Nocera uses Saquan as evidence that perhaps the noble corporate reformers are naive in believing that their initiatives can overcome the effects of poverty.  In this he concedes that the teacher unions may have a point though of course he gets the point wrong. He ends more or less there, with the idea that the “reformers” can only do so much and need perhaps a bit of humility.  In other words, the poor we will always have with us, more or less.

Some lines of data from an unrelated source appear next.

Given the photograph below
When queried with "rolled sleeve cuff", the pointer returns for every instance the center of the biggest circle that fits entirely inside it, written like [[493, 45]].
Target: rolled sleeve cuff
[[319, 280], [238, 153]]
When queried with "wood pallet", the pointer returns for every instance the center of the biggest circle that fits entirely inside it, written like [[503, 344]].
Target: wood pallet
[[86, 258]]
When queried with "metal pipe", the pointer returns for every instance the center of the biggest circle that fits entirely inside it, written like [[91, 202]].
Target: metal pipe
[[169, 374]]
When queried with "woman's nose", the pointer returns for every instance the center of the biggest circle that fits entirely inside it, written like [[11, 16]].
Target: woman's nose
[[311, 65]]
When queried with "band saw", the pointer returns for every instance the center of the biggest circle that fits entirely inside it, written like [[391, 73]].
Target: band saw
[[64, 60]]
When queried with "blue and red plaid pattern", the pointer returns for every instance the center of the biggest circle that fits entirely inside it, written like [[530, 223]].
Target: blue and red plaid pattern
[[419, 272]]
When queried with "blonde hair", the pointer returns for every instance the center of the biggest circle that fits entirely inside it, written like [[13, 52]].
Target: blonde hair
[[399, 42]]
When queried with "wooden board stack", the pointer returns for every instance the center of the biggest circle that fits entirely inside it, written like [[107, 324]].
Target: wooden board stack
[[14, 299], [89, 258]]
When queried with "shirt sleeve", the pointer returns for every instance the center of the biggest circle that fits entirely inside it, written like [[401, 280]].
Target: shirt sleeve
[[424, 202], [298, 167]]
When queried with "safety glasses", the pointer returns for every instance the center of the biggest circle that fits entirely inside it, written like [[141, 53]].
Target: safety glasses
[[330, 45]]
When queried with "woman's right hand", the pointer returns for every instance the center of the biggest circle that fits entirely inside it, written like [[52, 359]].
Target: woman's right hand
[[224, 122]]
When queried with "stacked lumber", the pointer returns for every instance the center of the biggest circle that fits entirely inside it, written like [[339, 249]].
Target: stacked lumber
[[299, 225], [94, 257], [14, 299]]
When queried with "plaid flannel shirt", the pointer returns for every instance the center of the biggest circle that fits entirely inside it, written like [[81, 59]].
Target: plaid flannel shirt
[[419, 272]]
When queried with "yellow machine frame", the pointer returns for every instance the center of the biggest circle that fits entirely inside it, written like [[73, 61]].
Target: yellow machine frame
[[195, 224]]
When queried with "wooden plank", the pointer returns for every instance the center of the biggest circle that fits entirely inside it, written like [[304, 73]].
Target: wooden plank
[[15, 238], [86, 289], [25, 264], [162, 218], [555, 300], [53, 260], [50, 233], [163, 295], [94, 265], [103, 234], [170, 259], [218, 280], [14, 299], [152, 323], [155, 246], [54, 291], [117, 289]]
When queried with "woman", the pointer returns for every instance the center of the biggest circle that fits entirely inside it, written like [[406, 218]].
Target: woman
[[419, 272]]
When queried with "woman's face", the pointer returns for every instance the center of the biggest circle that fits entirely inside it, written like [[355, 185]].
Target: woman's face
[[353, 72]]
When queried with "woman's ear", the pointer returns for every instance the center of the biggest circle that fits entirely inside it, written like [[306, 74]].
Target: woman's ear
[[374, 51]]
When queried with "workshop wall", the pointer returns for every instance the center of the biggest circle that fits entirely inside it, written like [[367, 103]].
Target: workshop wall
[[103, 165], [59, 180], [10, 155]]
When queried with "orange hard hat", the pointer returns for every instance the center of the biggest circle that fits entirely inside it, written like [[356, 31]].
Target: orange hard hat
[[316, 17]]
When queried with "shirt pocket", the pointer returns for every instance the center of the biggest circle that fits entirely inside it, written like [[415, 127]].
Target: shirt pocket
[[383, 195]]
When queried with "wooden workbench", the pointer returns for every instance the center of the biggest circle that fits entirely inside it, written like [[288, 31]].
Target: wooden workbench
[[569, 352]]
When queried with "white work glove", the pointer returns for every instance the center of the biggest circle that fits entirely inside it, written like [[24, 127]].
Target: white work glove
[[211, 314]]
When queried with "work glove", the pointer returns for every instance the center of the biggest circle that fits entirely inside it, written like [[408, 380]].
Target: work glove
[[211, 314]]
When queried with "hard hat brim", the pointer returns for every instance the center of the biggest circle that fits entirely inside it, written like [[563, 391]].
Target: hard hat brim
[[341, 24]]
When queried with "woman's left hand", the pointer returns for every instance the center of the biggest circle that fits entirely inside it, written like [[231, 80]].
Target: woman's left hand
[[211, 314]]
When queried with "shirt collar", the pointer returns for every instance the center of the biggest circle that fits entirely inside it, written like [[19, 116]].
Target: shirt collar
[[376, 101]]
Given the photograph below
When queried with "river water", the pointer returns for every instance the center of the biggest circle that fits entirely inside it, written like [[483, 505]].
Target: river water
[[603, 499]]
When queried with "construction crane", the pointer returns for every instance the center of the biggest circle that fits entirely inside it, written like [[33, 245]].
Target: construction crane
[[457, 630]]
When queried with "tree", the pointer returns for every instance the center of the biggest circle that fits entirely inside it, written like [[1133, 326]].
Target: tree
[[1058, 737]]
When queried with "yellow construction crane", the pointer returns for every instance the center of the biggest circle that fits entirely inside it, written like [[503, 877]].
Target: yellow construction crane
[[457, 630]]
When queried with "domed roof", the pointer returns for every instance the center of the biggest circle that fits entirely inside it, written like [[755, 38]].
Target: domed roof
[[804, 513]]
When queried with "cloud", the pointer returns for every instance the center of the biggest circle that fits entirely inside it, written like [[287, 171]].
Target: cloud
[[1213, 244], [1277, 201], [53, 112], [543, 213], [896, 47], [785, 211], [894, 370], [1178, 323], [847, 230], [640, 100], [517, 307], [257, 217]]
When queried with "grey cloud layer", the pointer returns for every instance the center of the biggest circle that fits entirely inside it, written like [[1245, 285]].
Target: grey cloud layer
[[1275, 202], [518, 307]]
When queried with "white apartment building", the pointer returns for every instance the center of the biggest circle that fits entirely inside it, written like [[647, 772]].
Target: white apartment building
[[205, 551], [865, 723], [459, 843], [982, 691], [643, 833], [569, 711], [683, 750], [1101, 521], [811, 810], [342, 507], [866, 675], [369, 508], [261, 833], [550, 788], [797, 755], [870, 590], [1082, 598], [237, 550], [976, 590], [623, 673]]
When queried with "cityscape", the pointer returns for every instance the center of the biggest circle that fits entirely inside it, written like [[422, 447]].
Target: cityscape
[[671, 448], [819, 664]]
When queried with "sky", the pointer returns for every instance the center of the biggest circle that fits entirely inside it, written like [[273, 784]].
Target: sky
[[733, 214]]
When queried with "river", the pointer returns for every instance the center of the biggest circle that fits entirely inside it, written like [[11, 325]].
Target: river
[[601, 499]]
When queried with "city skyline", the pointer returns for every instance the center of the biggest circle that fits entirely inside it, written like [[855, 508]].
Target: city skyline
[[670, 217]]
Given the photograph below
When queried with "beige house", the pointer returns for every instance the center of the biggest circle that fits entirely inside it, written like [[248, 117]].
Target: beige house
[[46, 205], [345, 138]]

But Joe, here’s something to think about: What if the true reformers weren’t just out to create some model charters for lucky lottery winners?  What if more principals in public schools were like Gonzalez?  Not corporate types looking for another career, but real leaders who devoted their lives to education?  And what if there were more  teachers like Saquan’s?  What if public schools actually supported outreach efforts like the ones made by her by making it part of the teachers’ workday?  What if moving back to Brooklyn wasn’t an educational disaster for Saquan because ALL public schools were as good as MS 223?  What if reform meant making schools more accountable to the communities which they served, making sure that they worked collaboratively with local institutions and organizations including businesses, hospitals, etc. to make learning a community endeavor with mentoring, internships and experiential learning that engaged students not only in school but in their neighborhoods?  Engagement by the way, is something that helps prevent kids from dropping out.  What if schools opened their doors to parents not just for meetings, but also for adult education, inter-generational activities, and community events?  What if the schools were so good that even middle-class parents would send their kids there as they used to once upon a time?

That’s school reform, Joe.  The real deal.  It’s about equity in education, not lotteries, or choosing between staying in a shelter or being housed.

(Marion Stein is a former New York City school teacher who has also worked as an administrator in college-high school collaboration programs, and currently works as a grant writer, specializing in education-related grants.)